Thanks to particle colliders, we began to understand the fundamental matter that makes up the universe. Particles combine to form new particles grouped into families: Fermions, Bosons, Quarks, Hadrons, Mesons, etc., all with their corresponding antiparticle. In the approximately, 13.8 billion years the universe is estimated to have, we can observe a particle: the photon, which has remained as a energy carriage since the beginning.
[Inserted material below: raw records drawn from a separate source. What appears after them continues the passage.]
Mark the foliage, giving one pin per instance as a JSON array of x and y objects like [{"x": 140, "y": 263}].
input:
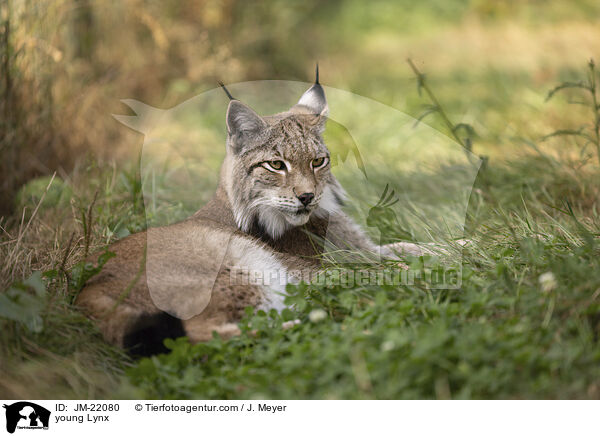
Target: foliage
[{"x": 588, "y": 134}]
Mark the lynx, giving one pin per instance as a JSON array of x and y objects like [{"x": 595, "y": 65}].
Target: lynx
[{"x": 276, "y": 204}]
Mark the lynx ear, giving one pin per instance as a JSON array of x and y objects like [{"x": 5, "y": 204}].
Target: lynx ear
[
  {"x": 243, "y": 124},
  {"x": 241, "y": 120}
]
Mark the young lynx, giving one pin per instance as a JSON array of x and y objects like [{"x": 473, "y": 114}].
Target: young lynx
[{"x": 276, "y": 203}]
This energy field, as it interacts with different particles in our environment, can transform and, under certain processes, convert into matter — photon to electron and usable mass — though that direct conversion is more complex and depends on specific conditions.
CURRENLY
Current map of our universe: it is estimated that there are between 100 and 200 billion galaxies, and between 100 and 1000 billion stars per galaxy. Although the Milky Way is located at the center, that does not mean we are the center of the universe; it is where the 2MASS telescope scanned from. The different colors reflect the Doppler effect: galaxies moving away from us appear red, while those approaching are blue.
All the particles that make up the universe have their corresponding antiparticle. Practically we only know about 5% of its composition.
LHC
The Hadron Collider, located between Switzerland and France, is a 27 km tunnel with a circumference, buried between 50 and 175 meters, composed of 1,650 superconducting magnets at -271 °C. The ATLAS particle detector is over 50 meters tall.
In this diagram we can observe the different uses that this small energy carrier provides us. We are only able to detect its effects, organized, and the rest with suitable measuring devices in small radiation sectors. In the infrared we notice heat; the radiation part marked as visible we can see because its wavelength in this sector is the same as the detectors in our eyes. In ultraviolet it allows us to go from tanned skin to skin damaged by excessive exposure to this radiation, and in X-rays, Gamma rays, and cosmic rays, we find that its energy is still too high, destroying our cells when it impacts them.